Let's start reviewing how Spark operates in the standard batch processing mode:

![Standard batch processing operation](https://bigdata.cesga.es/img/spark_streaming-non_streaming_operation.png)

In batch mode, we have a input data source, we apply some transformations and we write the output to the given storage.

When procesing streaming data source we have to introduce a new axis, **time**, because in this case the input source is constantly generating new input data as time evolves.

![Microbatches](https://bigdata.cesga.es/img/spark_streaming-microbatch_generation.png)
In stream processing mode Spark divides the input data stream in micro-batches and then each micro-batch is processed in a series of small jobs.

## 8.1.1. Spark Streaming API (DStream)

The Spark Streaming API, aka DStream, is the implementation of Spark Streaming based on RDDs. You can find it in legacy projects but for new projects the newer Structured Streaming API is recommended.

NOTE: There are no longer updates to Spark Streaming.

## 8.1.2. Structured Streaming API

The Structured Streaming API is the new streaming API that uses the Spark SQL engine, ie. the DataFrame API.

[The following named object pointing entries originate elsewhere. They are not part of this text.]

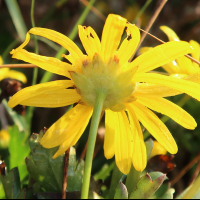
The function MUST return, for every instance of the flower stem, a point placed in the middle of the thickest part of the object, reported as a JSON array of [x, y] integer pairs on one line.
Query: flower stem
[[91, 143]]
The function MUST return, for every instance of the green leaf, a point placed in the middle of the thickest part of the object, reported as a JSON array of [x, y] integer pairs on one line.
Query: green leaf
[[116, 176], [121, 191], [2, 193], [19, 150], [53, 195], [134, 175], [11, 184], [155, 175], [169, 194], [132, 179], [96, 196], [75, 174], [48, 172], [146, 187], [26, 194], [149, 147], [105, 171]]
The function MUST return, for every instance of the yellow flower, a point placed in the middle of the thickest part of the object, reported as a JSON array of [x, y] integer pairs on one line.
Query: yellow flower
[[128, 93], [158, 149], [4, 138], [7, 73], [182, 66]]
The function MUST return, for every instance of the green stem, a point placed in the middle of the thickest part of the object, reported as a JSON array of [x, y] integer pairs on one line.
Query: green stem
[[9, 48], [116, 177], [17, 18], [35, 70], [142, 11], [164, 119], [193, 190], [132, 179], [91, 143], [47, 76]]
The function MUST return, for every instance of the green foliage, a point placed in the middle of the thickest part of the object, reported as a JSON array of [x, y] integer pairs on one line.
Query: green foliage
[[12, 186], [146, 187], [48, 172], [19, 150]]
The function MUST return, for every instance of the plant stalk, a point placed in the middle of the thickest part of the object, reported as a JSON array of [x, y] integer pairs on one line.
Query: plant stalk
[[91, 143]]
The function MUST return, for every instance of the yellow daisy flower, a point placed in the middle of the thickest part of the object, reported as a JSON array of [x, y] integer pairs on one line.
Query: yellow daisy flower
[[4, 138], [182, 66], [128, 96], [7, 73], [158, 149]]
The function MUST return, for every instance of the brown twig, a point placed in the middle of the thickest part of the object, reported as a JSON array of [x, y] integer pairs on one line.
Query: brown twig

Structured Streaming provides fast, scalable, fault-tolerant, end-to-end exactly-once stream processing without the user having to reason about streaming.

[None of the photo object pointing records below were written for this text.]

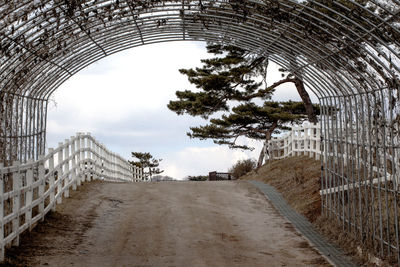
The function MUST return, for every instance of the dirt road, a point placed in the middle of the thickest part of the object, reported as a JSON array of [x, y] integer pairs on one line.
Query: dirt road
[[165, 224]]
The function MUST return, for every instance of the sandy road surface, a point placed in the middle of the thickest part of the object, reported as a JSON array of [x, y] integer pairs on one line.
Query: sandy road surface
[[166, 224]]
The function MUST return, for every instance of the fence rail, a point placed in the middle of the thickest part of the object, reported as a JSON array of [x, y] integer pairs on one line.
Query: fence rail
[[306, 140], [29, 191]]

The idea behind both Spark Streaming and Structured Streaming is to divide the stream of data into **micro-batches** and each micro-batch its processed as a small job, achieving end-to-end latencies as low as 100 milliseconds.

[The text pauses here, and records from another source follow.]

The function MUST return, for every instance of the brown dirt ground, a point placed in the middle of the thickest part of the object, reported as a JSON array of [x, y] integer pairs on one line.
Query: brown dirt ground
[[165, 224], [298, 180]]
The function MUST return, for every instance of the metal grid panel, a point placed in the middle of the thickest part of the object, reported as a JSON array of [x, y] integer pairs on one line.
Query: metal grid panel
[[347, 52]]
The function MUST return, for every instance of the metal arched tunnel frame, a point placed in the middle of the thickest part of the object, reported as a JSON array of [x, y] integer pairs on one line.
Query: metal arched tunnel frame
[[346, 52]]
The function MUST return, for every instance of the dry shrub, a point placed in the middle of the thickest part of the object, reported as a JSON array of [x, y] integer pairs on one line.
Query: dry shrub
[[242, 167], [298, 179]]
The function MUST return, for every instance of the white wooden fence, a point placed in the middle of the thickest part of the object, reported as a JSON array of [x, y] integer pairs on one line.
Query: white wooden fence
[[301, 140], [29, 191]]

To achive lower latencies, there is also a low-latency processing mode called **Continuous Processing** which can achieve end-to-end latencies as low as 1 millisecond with at-least-once guarantees.

The Spark SQL engine (Catalyst) takes care of running the series of jobs incrementally and continuously updating the final result as streaming data continues to arrive.

The system ensures end-to-end exactly-once fault-tolerance guarantees through checkpointing and Write-Ahead Logs.

## 8.1.3. Stream Processing Model

The key idea behind spark structured streaming is to treat the live data stream as a table that is being continously appended.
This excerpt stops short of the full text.